Five minutes to five. Johannes still typed, his fingers flying furiously. Another sip of coffee. Another graph, another chart, and then… five. The clock slammed its short hand with finality on the number five and Johannes sighed and pulled away from the computer. He slumped down in his chair, folding his hands over his stomach. He reached out and pressed print.
Up yours, Perez, Johannes thought with a self-satisfied smirk. The papers came from the printer and he gathered them, straightening them up and stapling them together.
He gathered his coat, his car keys in the pocket, and started heading out of the cubicle towards his car. He filed, along with perhaps a dozen others to the parking lot. Once outside of the building, he located his car, a beat-up brown AMC Spirit that probably should have been put out of its misery five years ago. It had belonged to a family friend, a notoriously bad driver, as shown by the bent fender and the bumper held on by nothing but duct tape and hope. He opened the driver side door carefully, as not to have it come off of its hinges and slid inside, closing the door behind him. The fall schedule meant that the sun was already nearly setting, bathing the Joja Corp. parking lot in dimming yellow light.

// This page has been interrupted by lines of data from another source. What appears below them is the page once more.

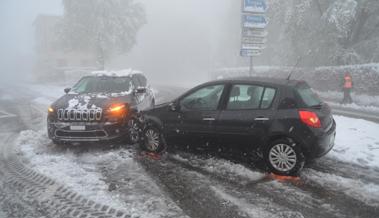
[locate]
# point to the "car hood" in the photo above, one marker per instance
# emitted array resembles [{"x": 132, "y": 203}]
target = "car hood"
[{"x": 90, "y": 101}]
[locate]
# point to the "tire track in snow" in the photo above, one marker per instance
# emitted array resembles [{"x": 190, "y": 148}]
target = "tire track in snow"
[{"x": 288, "y": 198}]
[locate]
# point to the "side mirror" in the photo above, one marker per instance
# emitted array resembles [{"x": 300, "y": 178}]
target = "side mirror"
[
  {"x": 174, "y": 106},
  {"x": 140, "y": 90},
  {"x": 67, "y": 90}
]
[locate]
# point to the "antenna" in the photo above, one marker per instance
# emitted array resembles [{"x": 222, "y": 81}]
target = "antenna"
[
  {"x": 293, "y": 68},
  {"x": 297, "y": 63}
]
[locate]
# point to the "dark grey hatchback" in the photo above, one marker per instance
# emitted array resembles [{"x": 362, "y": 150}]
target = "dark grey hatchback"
[{"x": 283, "y": 120}]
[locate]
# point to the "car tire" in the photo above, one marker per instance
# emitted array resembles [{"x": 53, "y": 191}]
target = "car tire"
[
  {"x": 58, "y": 143},
  {"x": 134, "y": 136},
  {"x": 153, "y": 140},
  {"x": 284, "y": 157}
]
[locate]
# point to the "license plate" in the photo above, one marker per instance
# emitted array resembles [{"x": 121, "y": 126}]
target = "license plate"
[{"x": 78, "y": 128}]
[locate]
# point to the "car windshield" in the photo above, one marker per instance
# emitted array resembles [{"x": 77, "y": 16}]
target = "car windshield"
[
  {"x": 103, "y": 84},
  {"x": 308, "y": 96}
]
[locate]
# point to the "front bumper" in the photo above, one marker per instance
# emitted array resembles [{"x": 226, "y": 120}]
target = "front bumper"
[{"x": 86, "y": 131}]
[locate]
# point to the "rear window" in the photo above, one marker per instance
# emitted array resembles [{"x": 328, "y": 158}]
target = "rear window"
[{"x": 307, "y": 95}]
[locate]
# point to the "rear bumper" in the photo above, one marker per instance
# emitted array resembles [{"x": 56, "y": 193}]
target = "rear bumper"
[
  {"x": 87, "y": 132},
  {"x": 320, "y": 144}
]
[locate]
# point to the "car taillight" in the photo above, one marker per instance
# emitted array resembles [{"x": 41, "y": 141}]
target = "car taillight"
[{"x": 310, "y": 118}]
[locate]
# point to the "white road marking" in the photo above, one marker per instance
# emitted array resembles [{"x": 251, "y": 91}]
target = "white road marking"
[{"x": 4, "y": 114}]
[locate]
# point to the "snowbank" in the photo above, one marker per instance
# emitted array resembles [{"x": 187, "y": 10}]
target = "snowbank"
[
  {"x": 93, "y": 174},
  {"x": 65, "y": 169},
  {"x": 357, "y": 141}
]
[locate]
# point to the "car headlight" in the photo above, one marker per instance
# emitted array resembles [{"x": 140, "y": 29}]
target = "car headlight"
[
  {"x": 50, "y": 110},
  {"x": 117, "y": 110}
]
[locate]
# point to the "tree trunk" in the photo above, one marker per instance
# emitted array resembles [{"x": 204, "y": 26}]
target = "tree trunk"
[{"x": 319, "y": 7}]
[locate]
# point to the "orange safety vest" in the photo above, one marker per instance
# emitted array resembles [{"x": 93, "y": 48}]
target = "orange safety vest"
[{"x": 348, "y": 82}]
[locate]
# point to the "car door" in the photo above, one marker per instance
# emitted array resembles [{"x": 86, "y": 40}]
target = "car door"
[
  {"x": 199, "y": 110},
  {"x": 246, "y": 115}
]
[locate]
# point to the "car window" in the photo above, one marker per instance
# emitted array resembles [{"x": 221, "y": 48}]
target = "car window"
[
  {"x": 245, "y": 97},
  {"x": 102, "y": 85},
  {"x": 268, "y": 97},
  {"x": 142, "y": 80},
  {"x": 206, "y": 98},
  {"x": 136, "y": 82}
]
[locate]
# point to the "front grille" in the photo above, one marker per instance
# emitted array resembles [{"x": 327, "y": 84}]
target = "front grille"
[
  {"x": 82, "y": 134},
  {"x": 80, "y": 115}
]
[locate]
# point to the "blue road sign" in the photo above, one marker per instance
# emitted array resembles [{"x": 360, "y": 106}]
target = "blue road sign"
[
  {"x": 254, "y": 21},
  {"x": 254, "y": 6}
]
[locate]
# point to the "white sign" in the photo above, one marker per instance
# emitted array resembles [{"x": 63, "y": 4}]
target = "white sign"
[
  {"x": 254, "y": 21},
  {"x": 253, "y": 39},
  {"x": 250, "y": 52},
  {"x": 254, "y": 6},
  {"x": 249, "y": 32},
  {"x": 257, "y": 46}
]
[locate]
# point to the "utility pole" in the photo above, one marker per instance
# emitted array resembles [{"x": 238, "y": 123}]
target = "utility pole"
[
  {"x": 253, "y": 37},
  {"x": 251, "y": 69}
]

Johannes sighed and shifted in his seat, undoing his green tie and letting it hang around his neck while he unbuttoned the topmost button of his shirt, leaning back in his driver’s seat.
I don’t know how much more of this I can take…
With a breath in, Johannes straightened up and opened his glove compartment, grabbing a cassette and popping it in.
Oh, Thomas Dolby, serenade me, please.
The cassette player began its steady stream of music as Johannes began to pull out of the parking lot.